Every year, around this time, I report back from the annual gathering of the classical industry at the Classical:NEXT conference. Bringing labels, distributors, innovators and artists together always breeds good ideas, goodwill and a better, shared understanding of where, as an industry, we are heading.

Year after year, the constant is the extraordinary commitment to brilliant music-making. But much else continues to change. Streaming continues to offer both opportunity and challenge. According to the latest figures from the UK record industry body the BPI, streaming is increasing massively, from 200 million weekly streams in early 2014 to 1 billion at the end of 2016 (that’s just in the UK, though across all genres). People are paying for it too. There are now 100 million subscribers to streaming services globally; cheering news, as I believe it important that there should be a value relationship between people’s ears and pockets: recordings are not, after all, made for free.

But the concern I still hear from many labels – particularly those operating on the more traditional model of paying to make, and then own, a recording – is that they are not receiving the return on investment they would once have expected, and unless this is addressed and resolved, life will not get any easier for them, and we, the listener, will be the poorer for it.

Meanwhile, streaming continues to evolve. We’re familiar with the mega-companies in the online music world – Spotify, Apple – but we’re also seeing a growth in smaller companies trying to target more focused streaming markets, whether around sound quality, or repertoire and label, or the way information and music are presented. As to how many such services people will be prepared to pay for (as opposed to just opting for one that does everything), only time will tell. But to see so many organisations, new and old, recognising realities and yet seizing opportunities is heartening.
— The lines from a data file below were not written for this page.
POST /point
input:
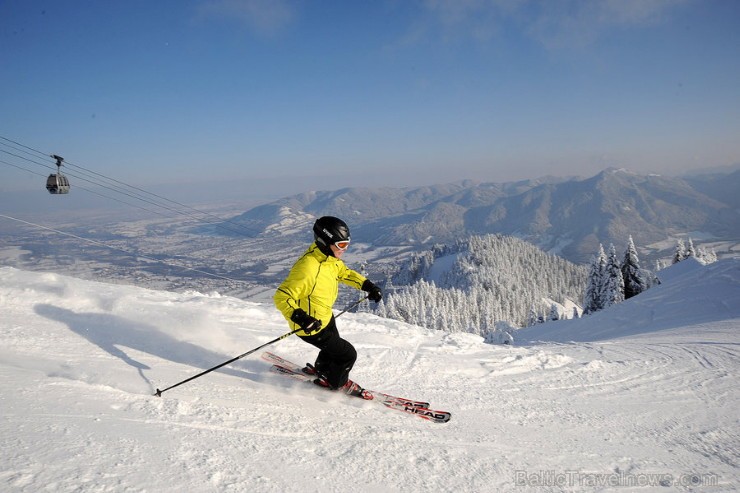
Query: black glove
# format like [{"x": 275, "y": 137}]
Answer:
[
  {"x": 373, "y": 292},
  {"x": 305, "y": 321}
]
All this couldn’t be further from the Chelsea Flower Show, which I visited straight after returning from Classical:NEXT to see the Morgan Stanley Garden, created in conjunction with the National Youth Orchestra. For its designer Chris Beardshaw, it was ‘a vibrant celebration of the patterns found not only in nature, but also in music, art and communities’. For 17-year-old composer Lauren Marshall, who wrote a piece inspired by it, it was an opportunity to draw parallels between what she sees as the ‘linear journey’ of both a garden and a piece of music. Last month’s cover story explored the notion of crossing borders between genres of music – but here was a fascinating example of finding meaningful bonds between wholly different creative endeavours. On the one hand this felt wonderfully contemporary – forging unexpected links, drawing together audiences. On the other hand, Marshall is perhaps walking in the tradition of Handel, William Boyce, Thomas Arne and others whose work, south of the river at Vauxhall Pleasure Gardens, exemplified those bonds between gardens and music. But perhaps most exciting of all was simply that here was a project celebrating and showcasing the extraordinary accomplishment of youth. For where seeds are sown, flowers will bloom.